Reputation: 482
I want to parse the read.table()
function to a list of .txt files. These files are in my current directory.
my.txt.list <-
list("subject_test.txt", "subject_train.txt", "X_test.txt", "X_train.txt")
Before applying read.table()
to elements of this list, I want to check if the dt has not been already computed and is in a cache directory. dt from cache directory are already in my environment()
, in form of file_name.dt
R> ls()
"subject_test.dt" "subject_train.dt"
In this example, I only want to compute "X_test.txt" and "X_train.txt". I wrote a small function to test if dt has already been cached and apply read.table()
in case not.
my.rt <- function(x,...){
# apply read.table to txt files if data table is not already cached
# x is a character vector
y <- strsplit(x,'.txt')
y <- paste(y,'.dt',sep = '')
if (y %in% ls() == FALSE){
rt <- read.table(x, header = F, sep = "", dec = '.')
}
}
This function works if I take one element this way :
subject_test.dt <- my.rt('subject_test.txt')
Now I want to sapply
to my files list this way:
my.res <- saply(my.txt.list,my.rt)
I have my.res
as a list of df, but the issue is the function compute all files and does take into account already computed files.

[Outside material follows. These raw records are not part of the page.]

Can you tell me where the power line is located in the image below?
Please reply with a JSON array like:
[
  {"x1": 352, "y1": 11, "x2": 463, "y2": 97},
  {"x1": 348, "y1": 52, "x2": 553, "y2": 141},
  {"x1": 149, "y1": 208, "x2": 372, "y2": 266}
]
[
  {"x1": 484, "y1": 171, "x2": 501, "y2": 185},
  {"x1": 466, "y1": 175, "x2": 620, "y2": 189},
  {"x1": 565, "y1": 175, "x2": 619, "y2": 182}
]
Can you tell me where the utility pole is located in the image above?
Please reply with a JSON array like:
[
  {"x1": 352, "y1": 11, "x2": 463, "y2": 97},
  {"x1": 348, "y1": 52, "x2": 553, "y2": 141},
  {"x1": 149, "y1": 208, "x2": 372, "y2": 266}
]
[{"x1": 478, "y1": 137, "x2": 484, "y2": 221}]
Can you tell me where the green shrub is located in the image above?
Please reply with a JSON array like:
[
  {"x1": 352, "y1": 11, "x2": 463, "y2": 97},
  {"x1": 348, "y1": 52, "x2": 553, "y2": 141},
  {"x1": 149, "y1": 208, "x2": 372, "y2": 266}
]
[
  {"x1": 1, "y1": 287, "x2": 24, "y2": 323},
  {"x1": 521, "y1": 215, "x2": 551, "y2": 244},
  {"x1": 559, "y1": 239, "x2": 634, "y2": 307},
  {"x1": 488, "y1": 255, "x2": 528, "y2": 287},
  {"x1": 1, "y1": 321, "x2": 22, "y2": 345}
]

I must be missing something, but I can't see why.
TY for suggestions.
Upvotes: 0
Views: 459
Reputation: 1143
I think it has to do with the use of strsplit
in your example. strsplit
returns a list.
What about this?
my.txt.files <- c("subject_test.txt", "subject_train.txt", "X_test.txt", "X_train.txt")
> ls()
[1] "subject_test.dt" "subject_train.dt"
my.rt <- function(x){
y <- gsub(".txt", ".dt", x, fixed = T)
if (!(y %in% ls())) {
read.table(x, header = F, sep = "", dec = '.') }
}
my.res <- sapply(my.txt.files, FUN = my.rt)
Note that I'm replacing .txt with .dt and I'm doing a "not in". You will get NULL
entries in the result list if a file is not processed.
This is untested, but I think it should work...
Upvotes: 1